First, ensure that the cluster configuration in conf/cluster/bcm.yaml is correct. Set the cluster and cluster_type configurations in conf/config.yaml to bcm. Then make any required changes to time_limit and other configurations related to the job in download_bert_pile.yaml for BERT models. You can parallelize data preparation by using up to 30 nodes to download all 30 files in parallel.

Example

To run only the data preparation pipeline and not the training, evaluation or inference pipelines, set the stages section of conf/config.yaml to:

Copy
Copied!

            
            stages:
  - data_preparation

Then enter:

Copy
Copied!

            
            python3 main.py

Base Command Platform

To run the data preparation script on Base Command Platform, set the cluster_type configuration in conf/config.yaml to bcp. This configuration can be overridden from the command line using hydra.

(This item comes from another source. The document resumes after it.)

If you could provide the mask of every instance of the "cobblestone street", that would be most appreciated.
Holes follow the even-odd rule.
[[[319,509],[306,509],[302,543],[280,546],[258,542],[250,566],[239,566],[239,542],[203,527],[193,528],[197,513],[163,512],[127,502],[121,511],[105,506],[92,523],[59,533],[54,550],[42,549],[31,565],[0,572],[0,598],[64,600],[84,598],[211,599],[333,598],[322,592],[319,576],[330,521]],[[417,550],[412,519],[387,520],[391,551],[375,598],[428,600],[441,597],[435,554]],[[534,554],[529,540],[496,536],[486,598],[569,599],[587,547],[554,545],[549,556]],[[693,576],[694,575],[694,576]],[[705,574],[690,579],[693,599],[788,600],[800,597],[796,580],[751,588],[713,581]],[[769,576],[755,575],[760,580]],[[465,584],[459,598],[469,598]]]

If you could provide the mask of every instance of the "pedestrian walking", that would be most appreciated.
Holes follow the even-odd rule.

By default, the data preparation script downloads the data into the data/ directory. NVIDIA recommends that you set the data_dir configuration to a workspace, making the data visible across multiple jobs later on. Store the vocab and merge files in the same workspace for later use.

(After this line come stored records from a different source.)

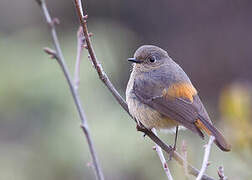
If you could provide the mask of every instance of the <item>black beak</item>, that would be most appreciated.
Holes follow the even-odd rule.
[[[133,63],[141,63],[141,61],[136,58],[128,58],[128,61],[133,62]]]

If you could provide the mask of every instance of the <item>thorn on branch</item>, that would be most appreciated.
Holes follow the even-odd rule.
[[[227,180],[227,177],[224,174],[224,167],[223,166],[220,166],[218,168],[217,172],[218,172],[218,176],[220,177],[220,180]]]
[[[166,162],[164,163],[164,170],[165,170],[165,171],[168,171],[168,165],[167,165]]]
[[[41,0],[36,0],[38,5],[41,6],[42,5],[42,1]]]
[[[58,55],[57,55],[56,51],[54,51],[53,49],[48,48],[48,47],[45,47],[43,50],[45,51],[45,53],[47,53],[50,56],[51,59],[58,60]]]
[[[94,165],[93,165],[93,163],[92,163],[92,162],[88,162],[88,163],[87,163],[87,167],[89,167],[89,168],[93,168],[93,167],[94,167]]]
[[[88,15],[86,14],[85,16],[83,16],[84,23],[87,23],[87,19],[88,19]]]
[[[55,25],[59,25],[60,24],[60,20],[59,18],[53,18],[51,22],[48,22],[49,26],[52,28],[54,27]]]
[[[52,22],[54,23],[54,25],[59,25],[60,24],[59,18],[56,18],[56,17],[52,19]]]

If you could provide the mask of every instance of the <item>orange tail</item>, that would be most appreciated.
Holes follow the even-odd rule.
[[[203,118],[196,120],[195,125],[205,131],[209,136],[212,135],[215,137],[215,144],[222,150],[222,151],[230,151],[231,145],[227,143],[223,135],[220,133],[218,129],[216,129],[211,123],[206,121]]]

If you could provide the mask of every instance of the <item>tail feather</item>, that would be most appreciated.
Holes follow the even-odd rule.
[[[230,151],[231,145],[227,143],[224,136],[220,133],[218,129],[216,129],[210,122],[206,121],[204,118],[201,118],[195,122],[195,125],[204,130],[208,135],[212,135],[215,137],[215,144],[222,150],[222,151]]]

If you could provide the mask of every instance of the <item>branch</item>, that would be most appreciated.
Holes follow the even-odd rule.
[[[224,167],[223,166],[220,166],[218,168],[218,176],[220,178],[220,180],[227,180],[228,178],[225,176],[224,174]]]
[[[156,132],[155,128],[152,129],[152,132],[157,136],[157,132]],[[164,157],[164,154],[162,152],[162,149],[157,144],[155,144],[154,149],[156,150],[156,152],[159,156],[159,159],[162,163],[163,169],[165,171],[165,174],[166,174],[168,180],[173,180],[170,169],[168,167],[168,164],[167,164],[165,157]]]
[[[214,140],[215,140],[214,136],[209,137],[208,144],[205,147],[205,154],[204,154],[204,159],[203,159],[202,166],[201,166],[201,169],[200,169],[200,173],[198,174],[196,180],[201,180],[203,174],[205,173],[205,171],[207,169],[208,159],[209,159],[210,150],[211,150],[211,145],[213,144]]]
[[[99,162],[98,162],[98,157],[97,157],[94,145],[93,145],[93,141],[92,141],[91,136],[90,136],[90,132],[89,132],[88,124],[87,124],[87,121],[86,121],[85,113],[84,113],[84,110],[82,108],[81,101],[79,99],[79,95],[78,95],[77,91],[74,88],[73,82],[72,82],[71,77],[70,77],[69,70],[68,70],[68,68],[67,68],[67,66],[65,64],[65,60],[64,60],[61,48],[60,48],[60,44],[59,44],[59,41],[58,41],[56,29],[55,29],[55,22],[56,21],[52,20],[50,14],[48,12],[45,0],[36,0],[36,1],[38,2],[39,6],[41,7],[41,9],[42,9],[42,11],[44,13],[46,22],[50,26],[50,30],[51,30],[51,34],[52,34],[52,38],[53,38],[53,43],[54,43],[54,46],[55,46],[55,49],[56,49],[56,51],[54,51],[54,50],[51,50],[49,48],[46,48],[45,52],[48,53],[49,55],[51,55],[53,58],[55,58],[57,60],[57,62],[59,63],[59,65],[60,65],[60,67],[61,67],[61,69],[62,69],[62,71],[64,73],[64,76],[65,76],[65,78],[67,80],[67,83],[69,85],[70,91],[71,91],[73,99],[74,99],[74,103],[76,105],[76,108],[78,110],[78,113],[79,113],[79,116],[80,116],[80,119],[81,119],[81,128],[82,128],[82,130],[83,130],[83,132],[85,134],[85,137],[86,137],[86,140],[87,140],[87,143],[88,143],[89,151],[90,151],[90,154],[91,154],[91,157],[92,157],[92,161],[93,161],[93,165],[94,165],[94,169],[95,169],[95,173],[96,173],[96,178],[98,180],[104,180],[103,173],[101,171],[101,168],[100,168],[100,165],[99,165]]]
[[[186,146],[186,142],[184,140],[182,141],[181,153],[184,158],[183,168],[184,168],[185,177],[186,177],[186,179],[188,179],[189,173],[188,173],[188,165],[187,165],[187,163],[188,163],[187,162],[187,146]]]
[[[82,39],[82,29],[79,28],[77,32],[77,53],[76,53],[76,61],[75,61],[75,70],[74,70],[74,87],[77,91],[80,85],[80,62],[81,62],[81,53],[84,48],[85,40]]]
[[[75,3],[75,7],[76,7],[76,11],[77,11],[77,15],[80,21],[80,25],[83,29],[83,34],[85,36],[85,40],[86,40],[86,45],[87,45],[87,50],[88,53],[90,55],[91,61],[94,65],[94,68],[96,69],[98,76],[100,78],[100,80],[105,84],[105,86],[109,89],[109,91],[112,93],[112,95],[115,97],[115,99],[117,100],[117,102],[122,106],[122,108],[131,116],[131,114],[129,113],[129,109],[128,109],[128,105],[125,102],[125,100],[120,96],[120,94],[118,93],[118,91],[115,89],[115,87],[113,86],[113,84],[111,83],[111,81],[109,80],[107,74],[105,73],[105,71],[103,70],[100,62],[97,60],[93,46],[91,44],[91,40],[89,38],[89,32],[88,32],[88,28],[87,28],[87,15],[83,15],[83,11],[82,11],[82,7],[80,5],[81,0],[74,0]],[[131,116],[132,117],[132,116]],[[133,117],[132,117],[133,118]],[[133,118],[134,119],[134,118]],[[135,120],[135,119],[134,119]],[[165,144],[163,141],[161,141],[153,132],[151,132],[150,130],[146,129],[145,127],[140,127],[137,126],[137,130],[143,132],[146,136],[148,136],[152,141],[154,141],[156,144],[158,144],[166,153],[170,153],[173,148],[171,146],[168,146],[167,144]],[[173,152],[173,158],[181,165],[183,166],[184,164],[184,158],[176,151]],[[199,174],[199,170],[196,169],[195,167],[193,167],[192,165],[190,165],[188,163],[188,171],[191,175],[197,177]],[[207,175],[204,175],[202,177],[203,180],[214,180],[214,178],[209,177]]]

You must launch the data preparation code in a multi-node job. To speed up dataset preparation, you can parallelize it to use between 2 and 30 nodes.

You can download the 700+ GB dataset once and share it with multiple users in the same ACE by setting the nemo_megatron_data_ws workspace’s permissions.

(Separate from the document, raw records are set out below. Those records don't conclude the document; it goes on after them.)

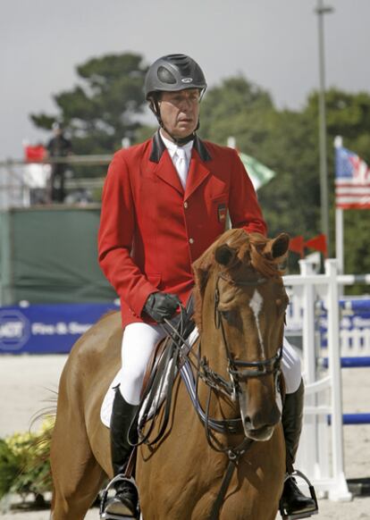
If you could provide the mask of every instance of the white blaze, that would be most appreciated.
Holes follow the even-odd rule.
[[[264,305],[264,298],[262,298],[262,296],[259,294],[259,292],[256,289],[255,292],[253,294],[253,297],[249,302],[249,306],[252,309],[253,314],[255,315],[256,326],[256,330],[258,332],[259,344],[261,345],[261,349],[262,349],[262,356],[264,358],[265,358],[264,340],[262,338],[261,328],[259,326],[259,315],[261,313],[263,305]]]

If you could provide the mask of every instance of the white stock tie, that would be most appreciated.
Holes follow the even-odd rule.
[[[179,173],[180,180],[182,188],[185,189],[186,180],[188,178],[188,164],[186,160],[185,150],[183,148],[177,148],[174,155],[175,167]]]

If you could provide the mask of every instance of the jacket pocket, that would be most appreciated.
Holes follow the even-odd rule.
[[[160,273],[151,273],[151,274],[147,274],[147,281],[149,281],[154,287],[158,288],[160,283],[161,283],[161,280],[162,280],[162,276]]]
[[[227,221],[228,200],[229,195],[227,193],[211,198],[212,213],[222,226],[224,226]]]

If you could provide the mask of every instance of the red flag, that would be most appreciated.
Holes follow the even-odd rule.
[[[300,255],[300,257],[303,258],[304,256],[304,247],[305,247],[305,240],[303,239],[302,235],[299,235],[298,237],[294,237],[290,239],[289,241],[289,248],[293,253],[298,253]]]
[[[320,251],[324,253],[325,258],[328,256],[328,246],[326,244],[326,236],[322,233],[321,235],[317,235],[317,237],[314,237],[310,239],[307,242],[305,242],[305,247],[310,247],[311,249],[315,249],[315,251]]]
[[[46,150],[42,145],[37,145],[35,147],[28,146],[24,147],[24,155],[25,160],[29,162],[42,161],[46,155]]]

To run the data preparation pipeline for BERT models, enter:

Copy
Copied!

            
            python3 /opt/NeMo-Megatron-Launcher/launcher_scripts/main.py stages=<data_preparation> \
cluster_type=bcp launcher_scripts_path=/opt/NeMo-Megatron-Launcher/launcher_scripts data_dir=/mount/data/the_pile_bert \
base_results_dir=/mount/results data_preparation.file_numbers='0-29' \
data_preparation.vocab_save_dir=/mount/data/bpe data_preparation.merges_save_dir=/mount/data/bpe >> /results/data_bert_log.txt 2>&1

The command above assumes that you want to prepare the entire dataset (files 0-29), and that you mounted the data workspace in /mount/data, and the results workspace in /mount/results. stdout and stderr are redirected to the file /results/data_bert_log.txt, which you can download from NGC. You can add any other configuration required to modify the command’s behavior.

Common

Set the data preparation job’s configuration for BERT models in the YAML file:

Copy
Copied!

            
            run:
  name: download_bert_pile
  results_dir: ${base_results_dir}/${.name}
  time_limit: "4:00:00"
  dependency: "singleton"
  node_array_size: 30
  array: ${..file_numbers}
  bcp_preproc_npernode: 2 # 2 should be safe to use and x2 times faster.

dataset: pile
download_the_pile: True  # Whether to download the pile dataset from the internet.
the_pile_url: "https://huggingface.co/datasets/monology/pile-uncopyrighted/resolve/main/train/"  # Source URL to download The Pile dataset from.
file_numbers: "0-29"  # The pile dataset consists of 30 files (0-29), choose which ones to download.
preprocess_data: True  # True to preprocess the data from a jsonl file, False otherwise.
download_vocab_url: "https://s3.amazonaws.com/models.huggingface.co/bert/bert-large-cased-vocab.txt"  # URL to download the vocab from.
vocab_save_dir: ${data_dir}/bpe
tokenizer_type: BertWordPieceLowerCase
rm_downloaded: True # Extract script will remove downloaded zst after extraction
rm_extracted: True # Preprocess script will remove extracted files after preproc.